Lo ha detto oggi il Ministro delle Politiche agricole alimentari e forestali Luca Zaia aggiungendo che “la pratica – verrà portata all’esame del Comitato Vini già
da domani”. Questa mattina alla Scuola Enologica Cerletti di Conegliano si é svolto l’incontro informale di tutte le componenti della filiera per mettere a punto il percorso
finalizzato alla definizione dei disciplinari della DOCG Prosecco Conegliano Valdobbiadene, della DOCG Prosecco Montello Colli Asolani e della DOC Prosecco.

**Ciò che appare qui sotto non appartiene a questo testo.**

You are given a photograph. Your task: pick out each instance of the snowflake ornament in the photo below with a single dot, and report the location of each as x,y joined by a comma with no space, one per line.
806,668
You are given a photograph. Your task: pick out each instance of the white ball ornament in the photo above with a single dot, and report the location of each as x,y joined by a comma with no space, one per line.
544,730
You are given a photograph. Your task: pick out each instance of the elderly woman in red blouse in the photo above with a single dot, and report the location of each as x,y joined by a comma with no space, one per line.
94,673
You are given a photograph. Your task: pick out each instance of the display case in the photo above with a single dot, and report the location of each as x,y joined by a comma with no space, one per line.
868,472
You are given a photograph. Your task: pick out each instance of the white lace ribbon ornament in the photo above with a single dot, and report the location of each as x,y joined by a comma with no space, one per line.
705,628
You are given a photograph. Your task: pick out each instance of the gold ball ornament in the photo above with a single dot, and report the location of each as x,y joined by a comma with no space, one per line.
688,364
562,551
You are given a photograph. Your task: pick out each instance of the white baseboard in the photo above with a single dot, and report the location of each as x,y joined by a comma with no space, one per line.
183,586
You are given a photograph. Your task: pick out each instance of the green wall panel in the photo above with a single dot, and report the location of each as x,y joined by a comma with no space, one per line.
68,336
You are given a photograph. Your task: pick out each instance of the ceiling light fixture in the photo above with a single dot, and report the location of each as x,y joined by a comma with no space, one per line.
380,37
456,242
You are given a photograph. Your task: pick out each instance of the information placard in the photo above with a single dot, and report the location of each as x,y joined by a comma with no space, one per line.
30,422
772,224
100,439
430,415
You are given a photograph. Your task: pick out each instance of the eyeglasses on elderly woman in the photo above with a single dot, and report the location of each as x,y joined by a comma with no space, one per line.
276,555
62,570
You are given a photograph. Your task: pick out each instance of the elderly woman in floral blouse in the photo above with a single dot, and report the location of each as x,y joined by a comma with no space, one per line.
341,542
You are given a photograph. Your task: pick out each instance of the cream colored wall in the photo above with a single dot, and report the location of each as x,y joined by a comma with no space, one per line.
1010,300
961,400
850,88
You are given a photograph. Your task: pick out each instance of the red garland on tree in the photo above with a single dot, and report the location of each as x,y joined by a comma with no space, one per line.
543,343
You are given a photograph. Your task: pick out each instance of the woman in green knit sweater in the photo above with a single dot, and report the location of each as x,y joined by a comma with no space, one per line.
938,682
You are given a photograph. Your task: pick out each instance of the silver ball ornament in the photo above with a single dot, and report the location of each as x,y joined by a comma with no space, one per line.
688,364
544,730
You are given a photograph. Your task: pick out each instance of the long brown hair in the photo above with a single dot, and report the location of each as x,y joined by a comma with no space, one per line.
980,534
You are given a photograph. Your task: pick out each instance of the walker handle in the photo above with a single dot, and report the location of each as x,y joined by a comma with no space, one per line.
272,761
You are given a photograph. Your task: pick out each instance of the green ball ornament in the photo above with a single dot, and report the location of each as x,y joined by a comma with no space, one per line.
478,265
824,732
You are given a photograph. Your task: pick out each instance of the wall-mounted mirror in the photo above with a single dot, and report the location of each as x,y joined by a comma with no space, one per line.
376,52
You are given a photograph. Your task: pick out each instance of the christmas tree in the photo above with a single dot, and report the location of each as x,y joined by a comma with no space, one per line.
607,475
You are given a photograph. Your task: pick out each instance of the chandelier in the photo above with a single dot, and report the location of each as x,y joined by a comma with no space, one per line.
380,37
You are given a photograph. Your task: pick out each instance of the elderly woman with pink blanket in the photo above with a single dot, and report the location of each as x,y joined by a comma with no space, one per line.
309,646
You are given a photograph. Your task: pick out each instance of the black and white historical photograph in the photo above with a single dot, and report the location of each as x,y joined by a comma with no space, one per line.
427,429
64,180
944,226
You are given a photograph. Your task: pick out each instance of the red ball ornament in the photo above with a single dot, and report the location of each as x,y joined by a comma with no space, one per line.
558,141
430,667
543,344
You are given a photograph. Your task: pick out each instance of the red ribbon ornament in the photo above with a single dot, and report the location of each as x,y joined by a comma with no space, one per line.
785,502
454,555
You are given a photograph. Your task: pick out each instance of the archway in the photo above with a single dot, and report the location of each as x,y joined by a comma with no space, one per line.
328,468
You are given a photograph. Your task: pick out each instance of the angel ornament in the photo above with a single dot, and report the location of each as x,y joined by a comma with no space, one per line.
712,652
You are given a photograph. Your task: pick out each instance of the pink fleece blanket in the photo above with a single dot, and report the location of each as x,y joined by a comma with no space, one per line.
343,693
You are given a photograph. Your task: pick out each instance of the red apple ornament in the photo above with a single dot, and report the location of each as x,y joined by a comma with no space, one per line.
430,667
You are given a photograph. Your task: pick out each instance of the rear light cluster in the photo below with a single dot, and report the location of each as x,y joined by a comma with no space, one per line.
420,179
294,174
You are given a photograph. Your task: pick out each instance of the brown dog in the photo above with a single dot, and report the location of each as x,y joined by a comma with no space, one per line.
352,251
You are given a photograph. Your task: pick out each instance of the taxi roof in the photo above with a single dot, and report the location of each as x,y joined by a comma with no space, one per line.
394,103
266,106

Nel corso dell’incontro – informa una nota del Mipaaf – tutte le componenti della filiera hanno chiesto di dare la massima attenzione alla definizione dei disciplinari in tempi il
più possibile ristretti.
“La tutela a 360 gradi del Prosecco – ha concluso Zaia – sarà una grande opportunità per difendere un prodotto e con esso un intero territorio, il passaggio fondamentale
per consentire ad uno dei vini più rappresentativi del nostro Paese di vincere la sfida sul mercato globale”.